Another open question is whether the nexus made by the Court
between the patent and use of the patent in the authorized
pharmaceutical ("the new therapeutic application of the same
active ingredient, as protected by the new patent") is merely
descriptive of the case at hand or a requirement. The wording of
Article 3 requires only a patent covering the API and an authorized
product using the API, but not an authorized product incorporating
the specific use of the API as claimed in the basic patent. For
example, a patent may claim use of X in the indication Y, and an
SPC could be claimed based on the authorization of X in the
indication Z (for what it is worth). If the nexus between patent
and label of the authorized pharmaceutical is a requirement, this
may result in validity issues for existing SPCs that refer only to
the use of the API.
As far as Article 13 of the SPC Regulation is concerned, the
wording of the Neurim ruling suggests that MAs concerning the same
active ingredient, which have been issued in another member state
of the European Union, should not be taken into consideration for
the calculation of the term of an SPC relying on a later MA, as
long as the later MA relates to a different therapeutic
application. Also in this case, the interpretation of the new
"therapeutic application" and the corresponding
limitations with regard to the basic patent, as discussed in the
preceding paragraphs, will have to be employed.

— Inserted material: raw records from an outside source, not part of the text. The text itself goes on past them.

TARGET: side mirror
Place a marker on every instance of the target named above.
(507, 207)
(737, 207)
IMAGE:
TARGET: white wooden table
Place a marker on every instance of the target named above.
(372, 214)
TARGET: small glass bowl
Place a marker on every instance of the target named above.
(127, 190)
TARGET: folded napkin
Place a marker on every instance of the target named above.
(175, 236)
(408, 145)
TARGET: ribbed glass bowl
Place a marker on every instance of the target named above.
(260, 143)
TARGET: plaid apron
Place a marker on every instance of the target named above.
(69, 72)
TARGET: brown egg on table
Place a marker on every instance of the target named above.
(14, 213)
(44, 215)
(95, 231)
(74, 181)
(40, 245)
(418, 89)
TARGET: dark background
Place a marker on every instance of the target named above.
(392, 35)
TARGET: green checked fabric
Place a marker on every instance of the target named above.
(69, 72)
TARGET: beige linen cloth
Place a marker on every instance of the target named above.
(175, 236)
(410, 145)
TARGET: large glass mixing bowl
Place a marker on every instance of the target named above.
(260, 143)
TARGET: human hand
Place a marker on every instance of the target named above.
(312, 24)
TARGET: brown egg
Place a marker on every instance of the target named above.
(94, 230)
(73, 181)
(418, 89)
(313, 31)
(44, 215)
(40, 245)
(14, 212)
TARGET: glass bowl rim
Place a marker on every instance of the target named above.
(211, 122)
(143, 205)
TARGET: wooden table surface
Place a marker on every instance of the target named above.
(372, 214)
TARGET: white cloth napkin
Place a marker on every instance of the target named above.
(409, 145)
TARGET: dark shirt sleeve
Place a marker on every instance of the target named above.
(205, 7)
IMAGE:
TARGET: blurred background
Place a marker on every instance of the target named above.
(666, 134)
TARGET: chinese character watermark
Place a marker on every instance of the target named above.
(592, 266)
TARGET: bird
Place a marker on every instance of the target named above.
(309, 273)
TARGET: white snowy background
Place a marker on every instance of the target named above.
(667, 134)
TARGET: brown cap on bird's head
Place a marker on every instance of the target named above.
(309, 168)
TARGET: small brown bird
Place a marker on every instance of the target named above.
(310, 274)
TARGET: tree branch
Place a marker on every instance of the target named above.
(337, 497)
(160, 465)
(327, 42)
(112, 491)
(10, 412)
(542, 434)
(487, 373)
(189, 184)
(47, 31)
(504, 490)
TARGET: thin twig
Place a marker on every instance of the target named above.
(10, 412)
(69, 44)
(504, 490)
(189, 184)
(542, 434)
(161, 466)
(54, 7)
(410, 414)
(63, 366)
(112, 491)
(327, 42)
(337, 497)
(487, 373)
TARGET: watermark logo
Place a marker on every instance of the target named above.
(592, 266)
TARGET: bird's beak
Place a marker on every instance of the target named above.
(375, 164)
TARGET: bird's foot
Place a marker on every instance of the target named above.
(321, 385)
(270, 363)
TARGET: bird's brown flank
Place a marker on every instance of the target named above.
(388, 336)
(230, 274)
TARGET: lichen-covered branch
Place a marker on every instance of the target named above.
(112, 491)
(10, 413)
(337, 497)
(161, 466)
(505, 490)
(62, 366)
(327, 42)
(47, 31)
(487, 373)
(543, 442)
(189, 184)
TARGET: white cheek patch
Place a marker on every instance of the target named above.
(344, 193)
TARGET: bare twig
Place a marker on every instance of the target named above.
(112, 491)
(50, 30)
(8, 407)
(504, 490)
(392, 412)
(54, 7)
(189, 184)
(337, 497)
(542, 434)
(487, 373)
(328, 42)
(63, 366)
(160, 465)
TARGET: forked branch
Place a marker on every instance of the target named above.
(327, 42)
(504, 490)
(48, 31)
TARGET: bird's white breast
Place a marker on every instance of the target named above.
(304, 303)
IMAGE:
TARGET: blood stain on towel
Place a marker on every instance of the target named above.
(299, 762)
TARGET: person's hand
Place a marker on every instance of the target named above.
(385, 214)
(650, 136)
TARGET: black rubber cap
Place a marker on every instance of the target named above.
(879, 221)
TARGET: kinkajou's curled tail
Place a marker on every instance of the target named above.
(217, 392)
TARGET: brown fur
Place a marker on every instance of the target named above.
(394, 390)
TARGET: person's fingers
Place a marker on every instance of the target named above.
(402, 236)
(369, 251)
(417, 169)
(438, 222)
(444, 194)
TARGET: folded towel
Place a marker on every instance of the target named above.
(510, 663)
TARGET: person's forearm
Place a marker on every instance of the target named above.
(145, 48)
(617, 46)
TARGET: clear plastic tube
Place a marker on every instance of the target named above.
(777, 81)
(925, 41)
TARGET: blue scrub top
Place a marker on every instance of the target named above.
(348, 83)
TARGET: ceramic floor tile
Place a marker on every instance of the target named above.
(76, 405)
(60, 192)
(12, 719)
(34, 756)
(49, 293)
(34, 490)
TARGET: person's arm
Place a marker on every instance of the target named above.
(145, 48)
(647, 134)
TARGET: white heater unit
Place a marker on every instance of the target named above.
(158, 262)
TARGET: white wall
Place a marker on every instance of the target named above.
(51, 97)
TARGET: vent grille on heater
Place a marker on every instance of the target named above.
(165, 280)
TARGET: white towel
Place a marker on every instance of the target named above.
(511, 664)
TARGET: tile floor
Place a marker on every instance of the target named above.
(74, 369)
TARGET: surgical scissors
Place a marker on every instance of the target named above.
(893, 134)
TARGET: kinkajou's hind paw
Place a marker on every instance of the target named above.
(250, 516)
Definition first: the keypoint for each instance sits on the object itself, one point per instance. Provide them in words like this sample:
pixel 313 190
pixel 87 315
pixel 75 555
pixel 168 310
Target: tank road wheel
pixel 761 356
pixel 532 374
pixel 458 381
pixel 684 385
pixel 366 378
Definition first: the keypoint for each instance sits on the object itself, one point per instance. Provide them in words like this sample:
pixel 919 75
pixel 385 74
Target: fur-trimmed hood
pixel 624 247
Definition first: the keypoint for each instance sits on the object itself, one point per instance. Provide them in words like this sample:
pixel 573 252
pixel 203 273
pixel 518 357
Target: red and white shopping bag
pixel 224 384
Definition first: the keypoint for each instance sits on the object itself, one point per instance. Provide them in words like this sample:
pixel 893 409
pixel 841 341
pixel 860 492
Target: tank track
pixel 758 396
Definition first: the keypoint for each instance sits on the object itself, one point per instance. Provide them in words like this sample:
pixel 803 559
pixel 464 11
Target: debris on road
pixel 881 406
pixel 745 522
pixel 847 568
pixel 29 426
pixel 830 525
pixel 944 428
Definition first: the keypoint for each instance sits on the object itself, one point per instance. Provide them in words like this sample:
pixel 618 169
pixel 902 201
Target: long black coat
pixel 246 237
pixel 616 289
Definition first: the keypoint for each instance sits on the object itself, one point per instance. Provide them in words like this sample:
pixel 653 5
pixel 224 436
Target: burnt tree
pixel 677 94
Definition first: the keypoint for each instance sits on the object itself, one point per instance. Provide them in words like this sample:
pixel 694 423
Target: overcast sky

The rather broad and general wording of the decision is not
atypical for judgments of the Court. However, while a range of
questions on the precise scope of the decision remains, it is clear
that the less literal interpretation of Article 3 of the SPC
Regulation offers new opportunities to patent proprietors for
obtaining SPC protection in cases where an API has already been
authorized (and thus commercialized).
Following its recent judgments in the Medeva (C-322/10) and
Georgetown (C-422/10) cases, the European Court of Justice has
handed down another decision relating to the interpretation of the
SPC Regulations that will have considerable impact on the filing
and prosecution of patent term extensions. This will open new
strategies not only for the pharmaceutical and biotechnology
innovator industry seeking to extend the lifetime of their products
but also for generic companies trying to enter the market with
generic formulations or biosimilars.
The content of this article is intended to provide a general guide to the subject matter. Specialist advice should be sought about your specific circumstances.